記憶のかたち

Lugh

 左足が上がった。両腕が滑らかに伸びる。向けられたグローブは紺色だった。そういえば、楓も紺色のグローブを使っていた。手入れが行き届いていて、汚れなどなかった。昌也が使っていた黒いグローブよりも艶があって鮮やかで、日が暮れた夕闇の中でも、目立っていたのものだ。紺色は優雅な色だ、といまでも思う。自然と目で追ってしまう。


 モニターに映し出された投手の右手が頭の後ろに隠れた。昌也は持っているだけだったバットのグリップを力強く握る。短いが重たく感じる。タイミングを計るように軽く足を上げた。心臓の鼓動が耳元で聞こえた。試合だろうが、練習だろうが、ただの映像だろうが、投手の球を打つときに高揚するのは、いまでも変わらないようだ。

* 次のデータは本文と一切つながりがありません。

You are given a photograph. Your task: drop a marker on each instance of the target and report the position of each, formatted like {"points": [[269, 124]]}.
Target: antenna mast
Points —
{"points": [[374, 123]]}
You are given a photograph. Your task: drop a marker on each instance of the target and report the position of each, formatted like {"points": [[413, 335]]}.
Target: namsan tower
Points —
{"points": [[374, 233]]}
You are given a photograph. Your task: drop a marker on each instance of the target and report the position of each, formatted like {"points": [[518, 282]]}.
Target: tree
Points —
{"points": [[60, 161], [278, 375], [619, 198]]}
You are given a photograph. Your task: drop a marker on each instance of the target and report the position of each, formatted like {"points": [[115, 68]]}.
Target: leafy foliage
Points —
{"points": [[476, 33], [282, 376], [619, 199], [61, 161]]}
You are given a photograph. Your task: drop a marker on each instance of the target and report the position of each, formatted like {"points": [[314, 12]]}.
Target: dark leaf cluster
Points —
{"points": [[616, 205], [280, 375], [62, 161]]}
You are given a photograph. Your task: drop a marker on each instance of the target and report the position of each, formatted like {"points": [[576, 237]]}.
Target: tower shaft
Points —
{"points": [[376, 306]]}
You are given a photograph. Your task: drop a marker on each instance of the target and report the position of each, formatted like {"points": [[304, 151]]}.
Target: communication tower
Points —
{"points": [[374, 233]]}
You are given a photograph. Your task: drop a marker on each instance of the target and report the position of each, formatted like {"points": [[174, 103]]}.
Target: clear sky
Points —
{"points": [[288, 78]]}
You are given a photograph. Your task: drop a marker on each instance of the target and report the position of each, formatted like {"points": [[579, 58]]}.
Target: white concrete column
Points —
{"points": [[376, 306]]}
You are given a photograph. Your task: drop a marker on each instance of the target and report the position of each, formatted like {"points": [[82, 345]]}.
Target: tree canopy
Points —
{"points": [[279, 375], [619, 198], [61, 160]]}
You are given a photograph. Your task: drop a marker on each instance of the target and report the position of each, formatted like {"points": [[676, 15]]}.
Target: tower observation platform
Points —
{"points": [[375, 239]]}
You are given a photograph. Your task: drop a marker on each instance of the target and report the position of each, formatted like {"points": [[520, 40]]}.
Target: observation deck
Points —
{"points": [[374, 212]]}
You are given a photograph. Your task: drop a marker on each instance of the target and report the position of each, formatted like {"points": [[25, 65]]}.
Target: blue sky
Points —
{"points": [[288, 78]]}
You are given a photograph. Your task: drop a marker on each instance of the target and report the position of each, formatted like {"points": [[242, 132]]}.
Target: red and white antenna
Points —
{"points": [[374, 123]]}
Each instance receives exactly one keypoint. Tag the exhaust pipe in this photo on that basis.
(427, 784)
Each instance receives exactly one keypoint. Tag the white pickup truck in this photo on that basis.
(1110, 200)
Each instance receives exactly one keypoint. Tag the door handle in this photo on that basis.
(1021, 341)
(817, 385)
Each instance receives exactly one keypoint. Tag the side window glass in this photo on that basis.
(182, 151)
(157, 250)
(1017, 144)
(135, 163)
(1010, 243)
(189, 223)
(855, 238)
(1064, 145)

 投手の腕が振り下ろされた。同時に左上の小窓からボールが投げ出される。腰を捻る。肩、腕、手、そして、バットが動く。軽いものが柔らかく触れる。そんな感触が手にあった。心地よい金属音が響いた。芯を捉えた打球はライト方向に鋭く飛んでいった。


「上手いじゃん」


 楓がまばらに拍手する。

 昌也は楓に目をやった。酒を呑んでいるせいもあるだろう。はしゃいでいる。昔の楓だったら、ライト方向に飛んだことに対して、何か言っているはずだ。褒められるのは嬉しいはずなのに、素直に喜ぶことができない。


「次の球が来るよ」


 早く前を向いて、と指を差す。


「調子が狂うな」


 独り言をつぶやいて、バットを構えた。楓に対して言ってやりたかった。はしゃいでいる姿を見たら、言えなくなってしまった。飲み込むようにして、音を立てて息を吸った。

 しばらくのあいだ、ボールを打つことだけに集中した。

 

 二十球ほど打って、ボールは出なくなった。バットを片付けて、打席から出る。


「長いこと野球はやってないって言っていたのに。あんまり衰えてないね」


 楓に預けていた上着を受け取る。


「いやあ。どうだろう。所詮、百キロだし」


「百キロでもさ。ブランクがあって打てるんだから、すごいと思う」


「島崎さんも打つ?」


 楓に打席に入るよう、昌也は手で促した。


「わたしはやめとく。打てる気がしない。酔ってる気がするし」


「酔ってる自覚はあるのに、冷静だな。大人になったってことかな」


「美人になったでしょ?」


 すぐには答えない。わざとらしく、上から下まで見つめた。


「そういうところは、子どもっぽいままだな」


「美人になったって言え」


 楓が肩を叩く。音が響いた。いい音が鳴った、と楓は喜んだ。笑う度に頭が動き、長い髪の毛が揺れる。色白の肌は紅潮している。昔は日に焼けて一年中、肌が黒かった。髪も短くて活発な印象だった。いまの楓は、見た目は大人しいという言葉がぴったりだ。久しぶりに再会して、一目では楓だとわからなかった。


 街並みだって数年も経てば、がらりと変わってしまう。人間はもっと変わってしまう。

 駅に降り立って最初に思ったのは、建物が変わった、ということだった。何が建っていたのかは思い出せないが、変わったことだけはわかる。記憶を辿ってみても、はっきりとした景色は思い浮かばない。見覚えはあるけど、知らない街。少しだけ緊張する。年を取ったのだ、としみじみ思う。新しいものに触れて、好奇心よりも戸惑いが勝るのだから。


「もう一軒、呑もうよ」


 バッティングセンターを後にして、駅に向かって歩いていた。一歩先を進んでいた楓が振り返った。体を傾けて、覗き込むようにして見てくる。目と目が合う。記憶の中の楓とは一致しない。別人なのではないか、と思ってしまう。


「美人になったな」


「いまさら言うの?」


 楓は驚いたような声を出した。


「いま、思った」


「おっそ」


 楓がよろめく。咄嗟に手を伸ばして支える。


「大丈夫か? やっぱり、帰ったほうがいいじゃないか?」


「へいき、へいき。酔いも冷めてきたから」


「そういうなら」


 空が赤くなりはじめていた。すぐに日が暮れるだろう。


 駅前に着いたら、呑むのか帰るのか、もう一度尋ねようと考えた。


 ゆっくりと歩きはじめた楓の様子を窺いながら、昌也も歩く。

 このまま行けば、小学校の前を通ることになりそうだ。楓と呑む前に、一度目にしている。もともと、小学校を訪れるために地元に帰ってきたのだ。二週間前に取り壊された校舎。すでに姿かたちはなくとも、見ておかねばならない、と思ったのだった。